Google

mercoledì 18 luglio 2007

Il "vaffa..." non è più un'ingiuria ma una locuzione di uso comune

Il "vaffa" è ormai una locuzione di uso comune e per questo non può più essere considerato un'ingiuria, soprattutto all'interno di un discorso tra soggetti «in posizione di parità» e in risposta a frasi «che non postulano, per serietà ed importanza del loro contenuto, manifestazione di specifico rispetto».
Lo afferma la Cassazione, annullando senza rinvio una sentenza della Corte d'appello de L'Aquila, che aveva condannato un consigliere comunale, il quale, nel corso di una seduta del consiglio di Giulianova, si era rivolto con un "vaffa" al vicesindaco.
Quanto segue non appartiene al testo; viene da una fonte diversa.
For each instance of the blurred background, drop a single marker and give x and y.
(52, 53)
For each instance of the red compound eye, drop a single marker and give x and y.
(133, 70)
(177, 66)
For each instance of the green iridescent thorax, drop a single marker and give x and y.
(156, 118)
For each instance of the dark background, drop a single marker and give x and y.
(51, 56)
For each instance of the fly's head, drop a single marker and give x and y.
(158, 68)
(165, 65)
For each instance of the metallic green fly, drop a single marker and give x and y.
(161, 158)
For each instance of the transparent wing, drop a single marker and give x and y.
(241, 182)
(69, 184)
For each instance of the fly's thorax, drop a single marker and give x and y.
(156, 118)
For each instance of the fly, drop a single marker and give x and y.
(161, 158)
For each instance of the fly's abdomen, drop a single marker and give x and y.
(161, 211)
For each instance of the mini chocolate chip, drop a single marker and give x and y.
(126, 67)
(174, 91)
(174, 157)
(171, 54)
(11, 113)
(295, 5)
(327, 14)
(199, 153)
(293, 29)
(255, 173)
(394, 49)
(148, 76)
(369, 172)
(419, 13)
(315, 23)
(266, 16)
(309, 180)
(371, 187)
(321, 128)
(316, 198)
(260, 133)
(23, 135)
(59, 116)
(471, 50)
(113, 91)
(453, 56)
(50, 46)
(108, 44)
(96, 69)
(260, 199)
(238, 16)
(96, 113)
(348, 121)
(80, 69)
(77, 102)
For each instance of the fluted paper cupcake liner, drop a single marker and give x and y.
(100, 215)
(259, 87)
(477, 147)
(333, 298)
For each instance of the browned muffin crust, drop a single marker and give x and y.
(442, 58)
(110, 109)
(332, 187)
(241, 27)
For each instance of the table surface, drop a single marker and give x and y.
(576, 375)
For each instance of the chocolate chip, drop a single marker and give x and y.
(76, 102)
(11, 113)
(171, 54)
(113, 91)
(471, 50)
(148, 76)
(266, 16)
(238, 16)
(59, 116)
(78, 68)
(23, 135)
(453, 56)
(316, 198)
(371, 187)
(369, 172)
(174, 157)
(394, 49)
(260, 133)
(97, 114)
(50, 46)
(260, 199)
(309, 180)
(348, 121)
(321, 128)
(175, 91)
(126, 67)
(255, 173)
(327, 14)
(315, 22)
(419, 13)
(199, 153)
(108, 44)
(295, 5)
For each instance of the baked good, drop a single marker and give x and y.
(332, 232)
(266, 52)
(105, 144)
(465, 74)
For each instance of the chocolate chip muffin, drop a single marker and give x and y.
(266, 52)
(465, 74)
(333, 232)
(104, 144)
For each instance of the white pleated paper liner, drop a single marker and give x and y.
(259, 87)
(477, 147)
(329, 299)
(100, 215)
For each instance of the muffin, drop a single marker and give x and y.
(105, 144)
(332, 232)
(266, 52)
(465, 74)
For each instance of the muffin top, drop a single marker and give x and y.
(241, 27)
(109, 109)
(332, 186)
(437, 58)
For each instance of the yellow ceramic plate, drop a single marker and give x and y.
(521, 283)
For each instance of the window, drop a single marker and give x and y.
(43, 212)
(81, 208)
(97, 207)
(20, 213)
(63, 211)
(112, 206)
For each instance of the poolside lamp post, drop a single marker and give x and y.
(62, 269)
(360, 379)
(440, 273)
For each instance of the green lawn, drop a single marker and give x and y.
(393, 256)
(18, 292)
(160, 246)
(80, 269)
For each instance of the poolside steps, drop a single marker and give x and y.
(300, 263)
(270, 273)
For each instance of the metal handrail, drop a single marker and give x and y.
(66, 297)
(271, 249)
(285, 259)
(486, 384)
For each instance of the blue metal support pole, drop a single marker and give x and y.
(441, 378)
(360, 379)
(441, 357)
Per la Suprema Corte (quinta sezione penale, sentenza n.27966), «vi sono talune parole ed anche frasi che, pur rappresentative di concetti osceni o a carattere sessuale, sono diventate di uso comune ed hanno perso il loro carattere offensivo, prendendo il posto nel linguaggio corrente di altre aventi significato diverso, le quali invece vengono sempre meno utilizzate». Un simile fenomeno, osservano gli "ermellini", si è verificato rispetto a numerose locuzioni, quali «me ne fotto» al posto di «non mi cale», «è un gran casino» in luogo di «è una situazione disordinata»: il "vaffa", invece, è una parola che «viene frequentemente impiegata per dire «non infastidirmìi», «non voglio prenderti in considerazione», ovvero «lasciami in pace». L'uso «troppo frequente, quasi inflazionato» di espressioni di questo genere, scrive la Cassazione, «ha modificato in senso connotativo la loro carica: il che ha determinato e determina certamente un impoverimento del linguaggio e dell'educazione, non potendo peraltro negarsi che, in numerosi casi, l'impiego delle medesime non superi più la soglia della illiceità penale». In ogni caso, queste considerazioni, aggiungono gli "ermellini" sono «condizionate dal contesto in cui si inseriscono le espressioni citate: è evidente che se queste vengono pronunciate dall'interessato nei confronti di un insegnante che fa un'osservazione o di un vigile che fa una multa, esse assumono carattere di spregio; diversa è la situazione se esse si collocano nel discorso che si svolge tra soggetti in posizione di parità».